How would you handle concept drift in a production anomaly detection system -- where what counts as 'normal' changes over time?
How would you handle concept drift in a production anomaly detection system -- where what counts as 'normal' changes over time?
Concept drift is the fundamental challenge of production anomaly detection. Unlike supervised learning where you can retrain on new labels, anomaly detection often lacks timely labels, making drift detection harder.
- Distinguish process drift from concept drift. Process drift means the normal data distribution shifts (e.g., seasonal changes in user behavior). This is expected and the model should adapt. Concept drift means the definition of “anomalous” changes (e.g., a new type of fraud emerges). The model needs to learn about the new anomaly type, which usually requires new labeled examples.
- For process drift: sliding window retraining. Retrain the anomaly detector on the most recent N days of data, treating all recent data as “normal” (with optional confirmation from the ops team). This ensures the model’s baseline adapts to gradual changes. The window size is a trade-off: too short and you lose stability, too long and you adapt too slowly.

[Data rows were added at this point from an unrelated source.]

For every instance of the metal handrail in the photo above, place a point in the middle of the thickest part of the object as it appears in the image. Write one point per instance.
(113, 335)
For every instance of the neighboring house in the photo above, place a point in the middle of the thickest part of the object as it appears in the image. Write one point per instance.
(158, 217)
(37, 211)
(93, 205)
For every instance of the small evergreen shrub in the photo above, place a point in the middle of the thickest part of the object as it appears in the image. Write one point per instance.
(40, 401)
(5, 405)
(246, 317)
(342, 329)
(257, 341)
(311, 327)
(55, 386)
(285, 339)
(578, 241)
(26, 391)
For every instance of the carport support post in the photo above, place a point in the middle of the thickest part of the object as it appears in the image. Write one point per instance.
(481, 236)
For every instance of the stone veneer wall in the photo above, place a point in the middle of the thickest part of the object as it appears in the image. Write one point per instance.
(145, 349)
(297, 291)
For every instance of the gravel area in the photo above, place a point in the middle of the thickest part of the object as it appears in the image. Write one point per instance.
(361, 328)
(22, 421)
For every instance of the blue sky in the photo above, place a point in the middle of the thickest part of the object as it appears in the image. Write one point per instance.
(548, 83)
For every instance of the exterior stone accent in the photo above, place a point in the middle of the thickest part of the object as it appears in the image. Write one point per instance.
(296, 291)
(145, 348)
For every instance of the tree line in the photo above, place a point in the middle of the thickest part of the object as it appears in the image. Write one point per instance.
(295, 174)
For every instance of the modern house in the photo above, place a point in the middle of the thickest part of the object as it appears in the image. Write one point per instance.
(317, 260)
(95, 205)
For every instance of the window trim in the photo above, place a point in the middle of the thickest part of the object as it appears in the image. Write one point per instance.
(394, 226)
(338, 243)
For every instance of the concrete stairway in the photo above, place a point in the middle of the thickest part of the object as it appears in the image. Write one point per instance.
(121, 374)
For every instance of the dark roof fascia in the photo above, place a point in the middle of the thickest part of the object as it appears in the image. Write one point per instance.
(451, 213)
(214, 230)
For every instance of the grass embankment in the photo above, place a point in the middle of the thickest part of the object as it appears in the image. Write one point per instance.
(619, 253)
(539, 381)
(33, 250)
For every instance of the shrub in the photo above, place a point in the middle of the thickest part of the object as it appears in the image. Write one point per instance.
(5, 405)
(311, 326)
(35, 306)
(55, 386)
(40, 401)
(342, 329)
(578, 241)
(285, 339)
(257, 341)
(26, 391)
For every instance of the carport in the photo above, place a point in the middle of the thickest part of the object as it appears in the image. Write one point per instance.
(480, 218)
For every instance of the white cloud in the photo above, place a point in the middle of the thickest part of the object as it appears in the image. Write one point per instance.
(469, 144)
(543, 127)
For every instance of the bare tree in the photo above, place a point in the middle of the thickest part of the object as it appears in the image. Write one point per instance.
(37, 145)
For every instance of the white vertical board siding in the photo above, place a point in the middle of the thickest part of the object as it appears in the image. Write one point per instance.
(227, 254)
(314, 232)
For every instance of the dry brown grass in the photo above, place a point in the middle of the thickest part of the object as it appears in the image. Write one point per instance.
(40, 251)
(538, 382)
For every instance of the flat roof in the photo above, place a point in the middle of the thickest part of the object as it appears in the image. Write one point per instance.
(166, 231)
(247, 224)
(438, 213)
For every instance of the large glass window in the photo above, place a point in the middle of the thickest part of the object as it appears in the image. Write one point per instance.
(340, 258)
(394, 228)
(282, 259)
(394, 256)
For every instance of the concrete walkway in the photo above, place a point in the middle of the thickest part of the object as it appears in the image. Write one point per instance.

- For concept drift: monitor the anomaly rate. If your detector’s flag rate suddenly drops from 2% to 0.1%, it might mean fewer anomalies (good), or it might mean a new type of anomaly emerged that the model does not recognize (bad). Compare the flag rate to a ground truth sample. If the ground truth anomaly rate has not changed but the flag rate dropped, the model is missing something new.

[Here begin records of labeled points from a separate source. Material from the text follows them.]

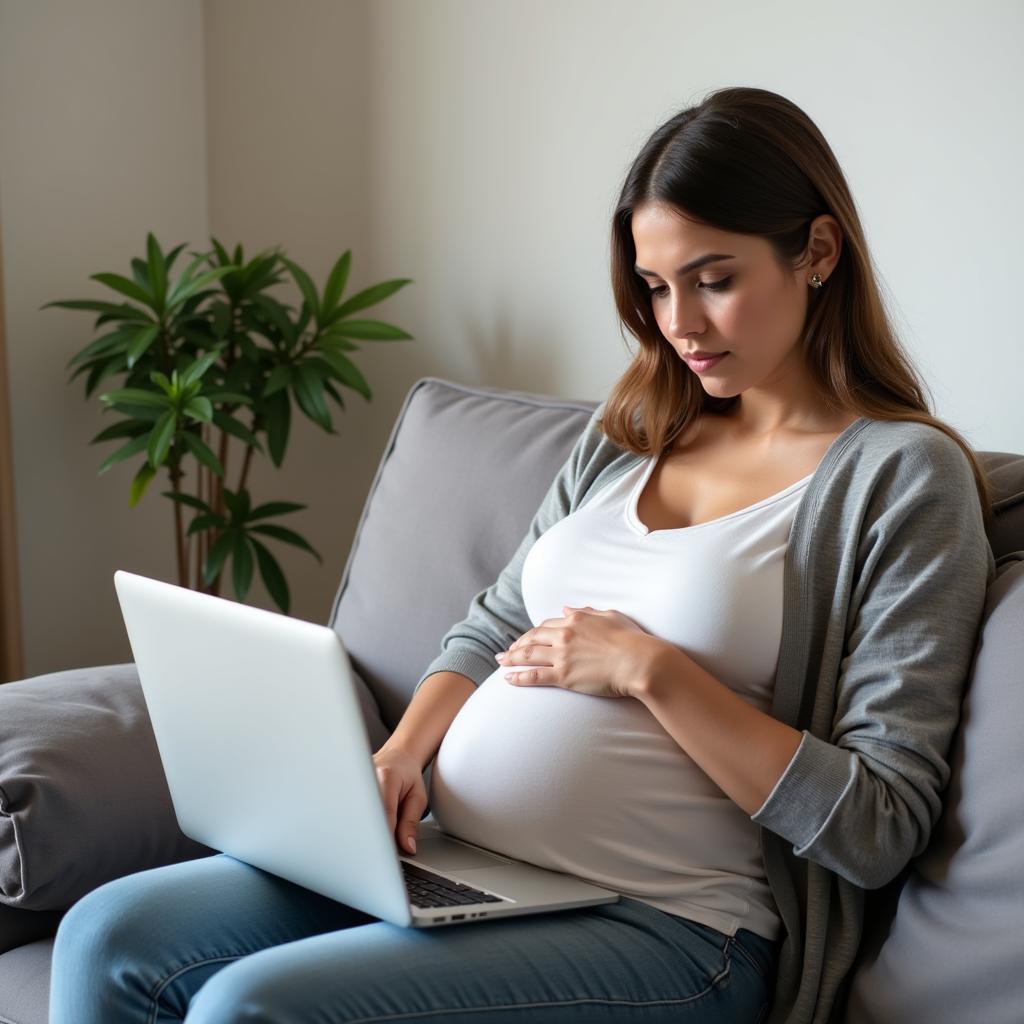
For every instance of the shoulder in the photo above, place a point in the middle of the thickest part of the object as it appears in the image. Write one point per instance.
(903, 451)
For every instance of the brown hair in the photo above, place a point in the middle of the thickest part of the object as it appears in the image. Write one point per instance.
(751, 162)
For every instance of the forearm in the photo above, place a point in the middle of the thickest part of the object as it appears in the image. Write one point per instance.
(743, 751)
(429, 715)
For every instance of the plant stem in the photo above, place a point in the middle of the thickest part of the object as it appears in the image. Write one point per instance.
(175, 472)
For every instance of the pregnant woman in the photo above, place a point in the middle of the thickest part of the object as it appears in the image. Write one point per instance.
(761, 525)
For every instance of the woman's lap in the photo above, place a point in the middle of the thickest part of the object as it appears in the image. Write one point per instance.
(226, 942)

- Adaptive thresholds. Instead of a fixed anomaly score threshold, use a percentile-based threshold: flag the top 2% of anomaly scores regardless of the absolute score values. This automatically adapts to shifts in the score distribution caused by drift. The trade-off is that you always flag exactly 2%, which means your false positive rate is constant but your precision varies.
- Ensemble across time windows. Train multiple detectors on different time windows (last 7 days, last 30 days, last 90 days). If the 7-day detector flags something but the 90-day detector does not, it is anomalous relative to recent behavior but not historically — this is a drift signal. If both flag it, it is a true anomaly regardless of drift.